Global Seed Vault: la banca che protegge tutti i semi del mondo

Global Seed Vault

Il Global Seed Vault si trova al Polo Nord, nell’arcipelago delle isole Svalbard. Una bunker tra i ghiacci dove vengono conservati i campioni di semi di colture da tutto il mondo.

Si tratta di una sorta di cassaforte dove viene preservato l’intero patrimonio genetico delle più importanti culture agricole del Pianeta.
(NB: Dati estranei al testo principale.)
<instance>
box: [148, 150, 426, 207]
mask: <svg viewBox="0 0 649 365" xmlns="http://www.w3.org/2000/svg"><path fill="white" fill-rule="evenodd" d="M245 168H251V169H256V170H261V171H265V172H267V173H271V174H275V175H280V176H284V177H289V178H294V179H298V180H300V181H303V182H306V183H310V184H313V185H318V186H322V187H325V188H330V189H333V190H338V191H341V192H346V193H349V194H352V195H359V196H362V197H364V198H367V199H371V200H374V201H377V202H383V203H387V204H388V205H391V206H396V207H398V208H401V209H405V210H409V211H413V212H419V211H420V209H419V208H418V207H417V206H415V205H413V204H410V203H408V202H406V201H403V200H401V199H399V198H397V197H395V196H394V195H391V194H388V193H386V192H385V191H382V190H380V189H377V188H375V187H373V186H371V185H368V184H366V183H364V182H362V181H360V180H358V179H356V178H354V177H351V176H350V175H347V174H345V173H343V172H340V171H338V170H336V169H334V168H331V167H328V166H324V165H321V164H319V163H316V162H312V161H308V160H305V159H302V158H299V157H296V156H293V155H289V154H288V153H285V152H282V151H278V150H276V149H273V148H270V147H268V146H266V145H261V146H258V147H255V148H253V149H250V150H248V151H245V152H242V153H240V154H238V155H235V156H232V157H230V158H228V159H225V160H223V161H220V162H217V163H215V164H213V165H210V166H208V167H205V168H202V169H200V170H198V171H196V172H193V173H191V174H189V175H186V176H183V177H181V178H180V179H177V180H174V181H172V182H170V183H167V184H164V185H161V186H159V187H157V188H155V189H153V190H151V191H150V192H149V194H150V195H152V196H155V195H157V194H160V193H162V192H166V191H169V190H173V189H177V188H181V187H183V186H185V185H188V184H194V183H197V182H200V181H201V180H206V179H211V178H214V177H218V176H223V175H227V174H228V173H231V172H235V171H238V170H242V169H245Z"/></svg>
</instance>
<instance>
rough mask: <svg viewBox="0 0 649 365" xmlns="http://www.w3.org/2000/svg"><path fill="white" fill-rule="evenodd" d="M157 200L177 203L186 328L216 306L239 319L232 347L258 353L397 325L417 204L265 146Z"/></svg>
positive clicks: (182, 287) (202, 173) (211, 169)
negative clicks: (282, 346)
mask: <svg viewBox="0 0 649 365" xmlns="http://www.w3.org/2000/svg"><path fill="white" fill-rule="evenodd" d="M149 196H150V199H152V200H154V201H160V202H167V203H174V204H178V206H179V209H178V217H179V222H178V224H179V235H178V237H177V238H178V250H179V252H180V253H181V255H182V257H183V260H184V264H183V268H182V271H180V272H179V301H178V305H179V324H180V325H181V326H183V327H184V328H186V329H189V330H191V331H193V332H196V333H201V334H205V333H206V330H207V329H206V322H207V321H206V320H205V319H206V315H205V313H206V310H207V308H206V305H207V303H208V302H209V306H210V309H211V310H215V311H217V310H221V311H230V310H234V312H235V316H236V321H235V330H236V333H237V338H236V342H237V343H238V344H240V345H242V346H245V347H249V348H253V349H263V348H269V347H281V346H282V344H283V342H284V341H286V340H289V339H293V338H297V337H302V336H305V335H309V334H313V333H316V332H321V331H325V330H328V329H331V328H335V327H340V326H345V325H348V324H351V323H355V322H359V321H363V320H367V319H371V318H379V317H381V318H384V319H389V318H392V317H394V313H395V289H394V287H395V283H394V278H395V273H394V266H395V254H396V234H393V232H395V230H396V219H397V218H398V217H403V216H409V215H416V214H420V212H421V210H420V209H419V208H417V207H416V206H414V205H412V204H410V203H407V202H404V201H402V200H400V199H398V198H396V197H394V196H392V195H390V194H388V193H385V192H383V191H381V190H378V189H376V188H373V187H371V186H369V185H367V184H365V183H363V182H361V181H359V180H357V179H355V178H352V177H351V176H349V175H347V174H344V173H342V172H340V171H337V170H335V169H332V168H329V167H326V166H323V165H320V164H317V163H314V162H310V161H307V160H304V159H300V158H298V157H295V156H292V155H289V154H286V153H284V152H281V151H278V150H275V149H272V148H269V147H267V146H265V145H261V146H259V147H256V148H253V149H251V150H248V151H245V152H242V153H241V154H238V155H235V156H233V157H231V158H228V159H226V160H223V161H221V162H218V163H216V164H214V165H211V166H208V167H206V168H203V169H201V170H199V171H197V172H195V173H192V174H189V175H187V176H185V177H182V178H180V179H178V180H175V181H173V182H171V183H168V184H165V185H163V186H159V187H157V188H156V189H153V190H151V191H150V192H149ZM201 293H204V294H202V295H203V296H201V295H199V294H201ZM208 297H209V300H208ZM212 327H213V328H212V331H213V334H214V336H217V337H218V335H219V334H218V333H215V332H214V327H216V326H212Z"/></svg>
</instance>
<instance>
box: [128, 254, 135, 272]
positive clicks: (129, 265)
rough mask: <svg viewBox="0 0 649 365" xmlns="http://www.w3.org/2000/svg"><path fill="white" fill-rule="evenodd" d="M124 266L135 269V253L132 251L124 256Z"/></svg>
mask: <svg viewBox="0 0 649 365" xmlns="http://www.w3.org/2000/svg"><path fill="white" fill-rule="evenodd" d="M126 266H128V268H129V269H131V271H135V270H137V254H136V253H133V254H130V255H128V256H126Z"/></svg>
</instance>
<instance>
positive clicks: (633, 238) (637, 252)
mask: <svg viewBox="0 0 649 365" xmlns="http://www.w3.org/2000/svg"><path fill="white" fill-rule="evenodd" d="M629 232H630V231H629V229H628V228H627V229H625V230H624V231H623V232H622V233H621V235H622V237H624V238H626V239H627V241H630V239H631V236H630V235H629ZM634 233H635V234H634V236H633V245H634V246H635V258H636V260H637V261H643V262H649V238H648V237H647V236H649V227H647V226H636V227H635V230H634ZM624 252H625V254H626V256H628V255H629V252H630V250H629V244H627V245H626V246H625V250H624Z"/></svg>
Interamente finanziato dal Governo norvegese, il Global Seed Vault è stato fondato nel 2008. Il Ministero, in collaborazione con il Nordic Genetic Resources Center e il Global Crop Diversity Trust, ne coordina le operazioni e il funzionamento quotidiano.

I milioni di semi all’interno del bunker potranno dormire sonni tranquilli. Geologicamente, la zona è una delle più stabili in assoluto, e i livelli di umidità sono molto bassi. E’ situata al di sopra del livello del mare, a riparo da eventuali inondazioni. Il ghiaccio permanente e la roccia della montagna, fanno in modo che i semi rimangano congelati anche in assenza di alimentazione energetica.
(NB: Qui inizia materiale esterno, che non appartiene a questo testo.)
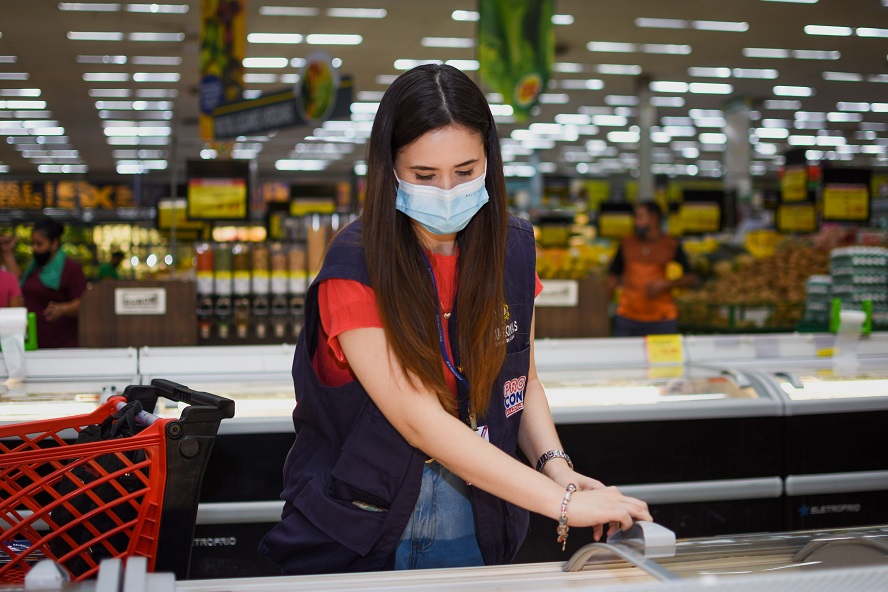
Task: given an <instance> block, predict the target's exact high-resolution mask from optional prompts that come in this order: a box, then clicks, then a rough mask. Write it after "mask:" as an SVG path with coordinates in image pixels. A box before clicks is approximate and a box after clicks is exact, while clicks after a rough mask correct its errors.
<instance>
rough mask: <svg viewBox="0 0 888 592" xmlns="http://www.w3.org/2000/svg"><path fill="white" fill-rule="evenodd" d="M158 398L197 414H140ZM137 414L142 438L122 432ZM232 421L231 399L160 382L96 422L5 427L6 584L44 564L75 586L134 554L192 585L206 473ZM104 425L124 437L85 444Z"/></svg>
mask: <svg viewBox="0 0 888 592" xmlns="http://www.w3.org/2000/svg"><path fill="white" fill-rule="evenodd" d="M159 396H163V397H166V398H167V399H171V400H173V401H176V402H183V403H186V404H187V405H188V406H187V407H185V408H184V409H182V412H181V415H180V417H179V419H168V418H157V417H156V416H153V415H151V414H146V413H144V412H141V413H138V412H139V409H140V408H142V409H147V410H154V409H155V405H156V403H157V399H158V397H159ZM137 413H138V415H139V417H138V418H135V420H136V422H137V423H138V427H137V428H136V430H135V433H132V434H128V433H127V432H126V430H123V429H118V428H121V427H125V424H127V423H132V420H133V419H134V416H135V415H136V414H137ZM233 416H234V401H232V400H230V399H226V398H224V397H219V396H216V395H212V394H210V393H204V392H200V391H193V390H191V389H189V388H187V387H185V386H182V385H180V384H176V383H173V382H170V381H167V380H160V379H158V380H153V381H152V382H151V385H150V386H148V385H144V386H143V385H133V386H129V387H127V388H126V389H125V391H124V393H123V396H114V397H111V398H109V399H108V401H107V402H106V403H104V404H102V405H101V406H99V407H98V408H97V409H96V410H95V411H93V412H92V413H89V414H85V415H78V416H72V417H64V418H59V419H50V420H45V421H34V422H28V423H19V424H13V425H8V426H4V427H0V584H3V583H12V582H21V581H22V580H23V579H24V576H25V575H26V574H27V572H28V570H29V569H30V567H31V566H32V565H33V564H34V563H36V562H37V561H39V560H41V559H44V558H48V559H53V560H55V561H56V562H57V563H58V564H59V565H61V566H62V567H64V568H65V569H66V570H67V571H68V572H69V573H70V574H71V579H72V580H82V579H86V578H90V577H93V576H95V574H96V573H97V571H98V567H99V563H100V562H101V560H102V559H104V558H108V557H129V556H143V557H146V558H147V560H148V565H149V570H152V571H154V570H157V571H171V572H175V574H176V577H177V578H179V579H184V578H187V577H188V567H189V563H190V560H191V544H192V543H191V542H192V538H193V536H194V523H195V519H196V517H197V503H198V498H199V496H200V485H201V482H202V480H203V474H204V469H205V468H206V465H207V461H208V459H209V456H210V452H211V450H212V447H213V441H214V440H215V437H216V432H217V431H218V429H219V424H220V422H221V421H222V419H226V418H230V417H233ZM99 426H102V429H103V430H105V431H104V432H103V433H105V437H107V433H109V432H108V430H106V428H110V430H111V431H114V432H115V433H117V434H119V435H120V437H112V438H111V439H95V438H94V439H93V441H83V440H84V437H83V436H86V435H88V434H94V433H96V432H97V428H99ZM78 438H79V439H80V440H81V442H77V440H78Z"/></svg>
Il Seed Vault è scavato dentro una roccia arenaria, e tocca i 130 metri di profondità. Il tunnel che conduce al caveau è stato abilmente progettato per resistere a esplosioni e terremoti. Un sistema di controllo digitalizzato, capace di regolare il microclima interno in qualsiasi momento, ne garantisce la sicurezza. Per la conservazione ottimale dei semi, è richiesta una temperatura di -18 gradi.
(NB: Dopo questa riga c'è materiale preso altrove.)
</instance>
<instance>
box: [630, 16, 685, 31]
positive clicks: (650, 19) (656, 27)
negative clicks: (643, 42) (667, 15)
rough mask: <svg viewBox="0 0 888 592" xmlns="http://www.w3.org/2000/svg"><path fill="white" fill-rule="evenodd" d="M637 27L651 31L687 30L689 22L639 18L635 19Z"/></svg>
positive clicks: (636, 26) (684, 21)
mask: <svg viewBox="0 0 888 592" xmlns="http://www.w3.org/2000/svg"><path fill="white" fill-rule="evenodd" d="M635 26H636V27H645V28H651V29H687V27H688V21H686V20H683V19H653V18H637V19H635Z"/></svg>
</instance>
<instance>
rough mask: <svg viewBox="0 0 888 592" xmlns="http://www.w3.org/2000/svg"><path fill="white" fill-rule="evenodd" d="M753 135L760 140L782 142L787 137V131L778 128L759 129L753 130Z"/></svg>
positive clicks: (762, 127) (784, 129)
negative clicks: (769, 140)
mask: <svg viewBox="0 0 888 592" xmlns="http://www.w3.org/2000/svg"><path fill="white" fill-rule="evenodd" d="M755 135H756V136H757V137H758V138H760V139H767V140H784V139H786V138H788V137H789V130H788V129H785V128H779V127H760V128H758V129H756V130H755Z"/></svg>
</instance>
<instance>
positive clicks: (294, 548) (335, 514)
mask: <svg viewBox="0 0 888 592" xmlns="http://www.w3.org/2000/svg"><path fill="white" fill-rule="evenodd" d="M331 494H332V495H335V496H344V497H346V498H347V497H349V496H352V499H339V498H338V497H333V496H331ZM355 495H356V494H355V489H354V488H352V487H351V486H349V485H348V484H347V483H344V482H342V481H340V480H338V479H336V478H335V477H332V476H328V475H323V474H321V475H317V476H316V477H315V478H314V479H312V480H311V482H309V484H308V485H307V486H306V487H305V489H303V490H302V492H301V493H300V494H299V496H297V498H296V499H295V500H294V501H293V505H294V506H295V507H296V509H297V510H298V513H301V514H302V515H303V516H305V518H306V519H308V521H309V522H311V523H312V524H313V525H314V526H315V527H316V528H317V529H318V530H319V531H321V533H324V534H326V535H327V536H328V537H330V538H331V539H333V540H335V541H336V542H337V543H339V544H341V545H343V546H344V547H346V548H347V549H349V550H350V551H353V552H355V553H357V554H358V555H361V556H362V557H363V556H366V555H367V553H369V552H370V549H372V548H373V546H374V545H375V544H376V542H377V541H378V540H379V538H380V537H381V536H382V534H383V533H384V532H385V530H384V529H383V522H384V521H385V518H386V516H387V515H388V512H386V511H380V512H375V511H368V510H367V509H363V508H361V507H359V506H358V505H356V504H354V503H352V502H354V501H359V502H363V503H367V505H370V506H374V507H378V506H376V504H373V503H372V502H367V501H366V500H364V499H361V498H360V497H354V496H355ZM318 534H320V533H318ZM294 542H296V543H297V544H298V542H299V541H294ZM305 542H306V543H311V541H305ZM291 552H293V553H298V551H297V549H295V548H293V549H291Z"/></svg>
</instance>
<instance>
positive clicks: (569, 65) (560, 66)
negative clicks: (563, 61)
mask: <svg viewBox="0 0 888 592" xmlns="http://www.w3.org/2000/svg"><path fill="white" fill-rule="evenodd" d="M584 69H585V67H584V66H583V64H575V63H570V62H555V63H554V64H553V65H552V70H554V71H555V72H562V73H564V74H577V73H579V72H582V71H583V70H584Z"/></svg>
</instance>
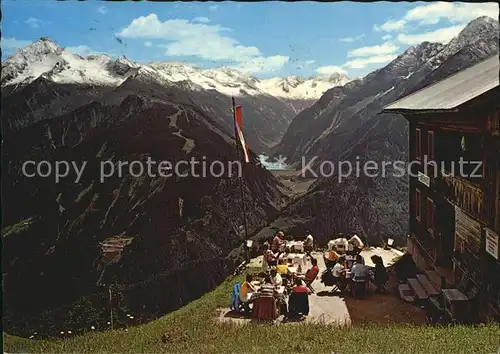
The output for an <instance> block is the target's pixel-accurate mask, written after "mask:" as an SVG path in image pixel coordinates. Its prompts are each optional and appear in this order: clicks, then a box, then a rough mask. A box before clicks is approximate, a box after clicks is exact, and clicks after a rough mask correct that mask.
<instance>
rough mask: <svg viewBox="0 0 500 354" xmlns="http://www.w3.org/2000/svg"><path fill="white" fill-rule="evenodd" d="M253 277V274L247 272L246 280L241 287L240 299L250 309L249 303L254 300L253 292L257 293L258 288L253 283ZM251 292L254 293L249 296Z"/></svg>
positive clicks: (245, 306)
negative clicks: (249, 306)
mask: <svg viewBox="0 0 500 354" xmlns="http://www.w3.org/2000/svg"><path fill="white" fill-rule="evenodd" d="M252 281H253V277H252V275H251V274H247V276H246V279H245V281H244V282H243V284H241V287H240V301H241V303H242V304H243V307H244V308H245V310H248V309H249V308H248V304H249V303H250V302H252V301H253V300H254V296H253V294H256V293H257V289H256V288H255V286H254V285H253V284H252ZM249 294H252V296H251V297H248V295H249Z"/></svg>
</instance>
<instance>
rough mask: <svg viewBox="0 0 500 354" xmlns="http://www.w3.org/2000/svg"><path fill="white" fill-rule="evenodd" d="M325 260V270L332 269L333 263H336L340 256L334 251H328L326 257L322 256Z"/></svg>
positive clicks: (334, 263) (331, 249) (335, 250)
mask: <svg viewBox="0 0 500 354" xmlns="http://www.w3.org/2000/svg"><path fill="white" fill-rule="evenodd" d="M323 258H324V260H325V265H326V267H327V268H333V266H334V265H335V263H337V261H338V259H339V258H340V255H339V254H338V253H337V251H336V250H335V249H333V248H332V249H331V250H330V251H328V254H327V255H326V256H323Z"/></svg>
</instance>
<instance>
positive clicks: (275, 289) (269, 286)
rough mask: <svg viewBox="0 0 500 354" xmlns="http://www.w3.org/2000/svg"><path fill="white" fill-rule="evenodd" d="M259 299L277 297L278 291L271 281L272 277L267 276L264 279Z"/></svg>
mask: <svg viewBox="0 0 500 354" xmlns="http://www.w3.org/2000/svg"><path fill="white" fill-rule="evenodd" d="M258 294H259V297H275V296H276V289H275V287H274V285H273V281H272V280H271V277H270V276H269V275H267V274H266V276H265V277H264V284H262V286H261V287H260V289H259V291H258Z"/></svg>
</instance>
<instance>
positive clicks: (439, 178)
mask: <svg viewBox="0 0 500 354" xmlns="http://www.w3.org/2000/svg"><path fill="white" fill-rule="evenodd" d="M437 189H438V190H439V191H440V192H441V193H442V195H443V196H444V197H445V198H446V199H448V200H449V201H450V202H451V203H453V204H455V205H456V206H458V207H460V208H461V209H463V210H464V211H466V212H467V213H468V214H470V215H471V216H473V217H474V218H475V219H478V220H483V217H482V208H483V200H484V199H483V198H484V193H483V191H482V189H481V188H480V187H479V186H478V185H475V184H473V183H471V182H469V181H467V180H465V179H462V178H460V177H451V176H449V177H446V176H443V175H442V174H441V176H440V177H439V179H438V181H437Z"/></svg>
I campioni vengono conservati in confezioni di pellicola a tre strati. Dopo esser stati sigillati all’interno delle scatole, vengono riposti negli appositi scaffali. Il basso livello della temperatura mantiene in vita i semi per un lunghissimo periodo di tempo. I campioni all’interno del bunker possono essere recuperati esclusivamente dallo staff del Seed Vault e dalle istituzioni che li depositano. Insomma, il cosiddetto “regime di scatola nera”.

Il deposito offre un servizio di stoccaggio e sicurezza a tutti i tipi di banche genetiche che lo richiedono. Ovviamente, i campioni restano sempre di proprietà dei rispettivi istituti. In questo modo, le banche assicurano che i campioni dei semi siano sempre disponibili per agricoltori e ricercatori, in piena conformità con le norme internazionali. “Un problema all’apparenza banale, come un congelatore mal funzionante, può rovinare un’intera collezione. – spiega Cary Flower, il fondatore di Seed Vault – La perdita di una varietà vegetale è irreversibile, come l’estinzione di un dinosauro, o qualsiasi altra forma di vita. Di recente, dalla Siria sono stati inviati circa 50.000 nuovi campioni, per preservarne l’esistenza e proteggere tali specie dalla distruzione che ha portato la guerra civile. La perdita di un tale raccolto sarebbe insostituibile”.

Insomma, un “backup generale”. Il Global Seed Vault rappresenta una sorta di “polizza assicurativa definitiva” per l’approvvigionamento alimentare della Terra. Questo bunker, offre a tutte le culture agricole, una valida alternativa per superare le numerose sfide del futuro: cambiamenti climatici, guerre e disastri naturali.